The opinion of the court was delivered by: DEBEVOISE
Petitioner Nash bases his argument upon the New Jersey Interstate Agreement on Detainers, N.J.S.A. 2A:159A-1 et seq. Under this Agreement, a prisoner may demand the speedy disposition of charges pending against him in another jurisdiction, and a member State may obtain for trial a prisoner incarcerated in another member State. See United States v. Mauro, 436 U.S. 340, 343, 56 L. Ed. 2d 329, 98 S. Ct. 1834 (1978). Under Article III of the Agreement, if a trial is not commenced within 180 days of an inmate's proper request, then a court in the jurisdiction where the outstanding charge is pending shall enter an order dismissing the criminal charges with prejudice. Petitioner claims that the State of New Jersey failed to dispose of the detainer lodged against him within the required 180 days and therefore maintains that the state court should have dismissed both the detainer and its underlying charge and that this court should issue a writ of habeas corpus.
In a June 24, 1981 opinion, I determined that petitioner had not exhausted his state remedies, and on August 3, 1981, I administratively terminated this action without prejudice to allow the petitioner to pursue his claim in the New Jersey courts.
On August 24 and 25, 1981, a hearing was held before the Honorable Richard Barlow, Jr. in the Superior Court of New Jersey. The trial judge determined that the petitioner's correspondence from April to November 1979 (the details of which are set forth below) failed to satisfy the notice requirements of N.J.S.A. 2A:159A-3 necessary to trigger the 180 day period in which a state must commence a hearing on an untried complaint.
The court concluded that the State of New Jersey was not untimely in addressing petitioner's alleged probation violation and held that the detainer against petitioner was valid. Judge Barlow found petitioner guilty of violating his probation on the basis of his Pennsylvania convictions and resentenced petitioner to serve two consecutive 18 month terms with credit for the 249 days petitioner served in 1976 and 1977.
On June 22, 1982, the Appellate Division of the Superior Court of New Jersey affirmed the trial court's judgment, and on November 12, 1982, the Supreme Court of New Jersey denied both certification and petitioner's direct appeal.
The habeas corpus petition is now before this court for a determination on the merits.

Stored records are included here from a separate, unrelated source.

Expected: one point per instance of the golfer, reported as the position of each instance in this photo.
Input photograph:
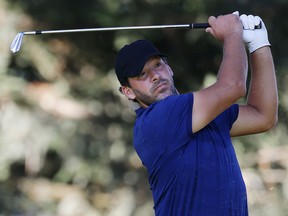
(184, 140)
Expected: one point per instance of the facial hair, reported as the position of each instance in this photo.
(146, 99)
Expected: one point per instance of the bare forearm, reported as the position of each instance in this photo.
(263, 95)
(234, 66)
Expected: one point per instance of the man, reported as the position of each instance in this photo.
(184, 140)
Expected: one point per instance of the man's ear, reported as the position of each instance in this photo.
(128, 92)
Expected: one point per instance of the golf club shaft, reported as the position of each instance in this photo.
(189, 26)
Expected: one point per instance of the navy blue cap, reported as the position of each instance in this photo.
(131, 59)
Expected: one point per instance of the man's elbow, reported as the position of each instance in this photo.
(270, 122)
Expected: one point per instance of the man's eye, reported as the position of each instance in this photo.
(142, 74)
(158, 65)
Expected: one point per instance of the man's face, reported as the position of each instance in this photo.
(154, 83)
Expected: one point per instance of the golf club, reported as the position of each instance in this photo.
(16, 43)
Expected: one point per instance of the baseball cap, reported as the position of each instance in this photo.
(131, 59)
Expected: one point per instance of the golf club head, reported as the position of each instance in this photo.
(16, 43)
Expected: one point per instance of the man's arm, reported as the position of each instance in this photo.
(231, 80)
(261, 111)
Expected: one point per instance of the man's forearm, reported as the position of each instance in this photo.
(263, 95)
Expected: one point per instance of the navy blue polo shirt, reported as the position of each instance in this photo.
(190, 174)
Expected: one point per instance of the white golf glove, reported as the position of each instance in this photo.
(254, 38)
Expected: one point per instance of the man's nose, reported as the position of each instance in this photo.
(155, 75)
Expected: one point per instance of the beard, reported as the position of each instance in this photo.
(143, 98)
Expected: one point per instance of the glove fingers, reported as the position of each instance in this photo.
(244, 20)
(251, 22)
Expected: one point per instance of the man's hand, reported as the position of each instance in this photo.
(254, 38)
(225, 26)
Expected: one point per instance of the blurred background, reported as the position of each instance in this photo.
(66, 132)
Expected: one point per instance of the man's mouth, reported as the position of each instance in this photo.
(159, 86)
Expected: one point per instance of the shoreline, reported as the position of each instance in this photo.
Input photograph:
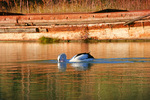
(77, 26)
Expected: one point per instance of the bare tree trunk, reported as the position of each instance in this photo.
(21, 6)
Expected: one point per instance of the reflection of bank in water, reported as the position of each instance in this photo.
(78, 66)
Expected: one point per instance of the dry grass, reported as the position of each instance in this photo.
(66, 6)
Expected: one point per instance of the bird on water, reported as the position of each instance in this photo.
(81, 57)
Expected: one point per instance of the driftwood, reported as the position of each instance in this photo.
(136, 19)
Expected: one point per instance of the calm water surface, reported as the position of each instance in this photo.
(29, 71)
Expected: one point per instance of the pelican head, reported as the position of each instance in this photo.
(62, 58)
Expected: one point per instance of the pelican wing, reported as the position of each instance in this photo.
(81, 57)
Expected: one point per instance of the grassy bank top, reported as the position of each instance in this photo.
(69, 6)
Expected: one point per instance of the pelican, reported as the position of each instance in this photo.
(81, 57)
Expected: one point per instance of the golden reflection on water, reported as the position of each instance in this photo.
(44, 81)
(10, 52)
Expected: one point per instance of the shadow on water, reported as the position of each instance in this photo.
(83, 66)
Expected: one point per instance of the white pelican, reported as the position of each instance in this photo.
(81, 57)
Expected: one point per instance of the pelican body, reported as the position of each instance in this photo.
(81, 57)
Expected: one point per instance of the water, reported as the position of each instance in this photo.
(120, 71)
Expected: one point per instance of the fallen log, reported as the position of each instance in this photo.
(136, 19)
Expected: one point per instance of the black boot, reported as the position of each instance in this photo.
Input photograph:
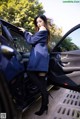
(44, 94)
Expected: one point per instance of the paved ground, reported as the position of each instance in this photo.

Initially, I note that both Pennsylvania and New Jersey adopted the Interstate Agreement on Detainers, 42 Pa. C.S.A. §§ 9101, et seq.; N.J.S.A. 2A:159A-1, et seq., and that the Supreme Court in Cuyler v. Adams, 449 U.S. 433, 66 L. Ed. 2d 641, 101 S. Ct. 703 (1981), held that the Agreement is a congressionally sanctioned interstate compact, the interpretation of which presents a question of federal law. Id. at 442. Additionally, the Third Circuit has found that an alleged violation of the Interstate Agreement on Detainers is an issue cognizable in federal habeas corpus proceedings. Johnson v. Williams, 666 F.2d 842, 844, n.1 (3d Cir. 1981); United States v. Williams, 615 F.2d 585, 590 (3d Cir. 1980).
Before I can turn to the merits of petitioner's claim, I must address the state's argument that Article III of the Agreement, N.J.S.A. 2A:159A-3, is inapplicable to a charge of parole or probation violation. Neither the Third Circuit Court of Appeals, the district courts of this circuit, nor the New Jersey courts have ever addressed this issue.
Article III states in relevant part:
(a) Whenever a person has entered upon a term of imprisonment in a penal or correctional institution of a party State, and whenever during the continuance of the term of imprisonment there is pending in any other party State an untried indictment, information, or complaint on the basis of which a detainer has been lodged against the prisoner, he shall be brought to trial within 180 days . . . .
N.J.S.A. 2A:159A-3(a) (emphasis added).
However, Article I, the section which sets forth the Agreement's purpose, employs broad language which seems to encompass a probation violation charge. This Article provides that:
charges outstanding against a prisoner, [as well as] detainers based on untried indictments, informations, or complaints . . . produce uncertainties which obstruct programs of prisoner treatment and rehabilitation . . . .
(emphasis added). N.J.S.A. 2A:159A-1. The stated purpose of the Agreement is to dispose of outstanding charges, indictments, informations, or complaints expeditiously to protect the prisoner from the adverse consequences of detainers. N.J.S.A. 2A:159A-1; Cuyler v. Adams, 449 U.S. 433, 448-449, 66 L. Ed. 2d 641, 101 S. Ct. 703 (1981); United States v. Mauro, 436 U.S. 340, 360, 56 L. Ed. 2d 329, 98 S. Ct. 1834 (1978). Article IX of the Interstate Agreement on Detainers directs that the Agreement should be liberally construed to effectuate these purposes. N.J.S.A. 2A:159A-9.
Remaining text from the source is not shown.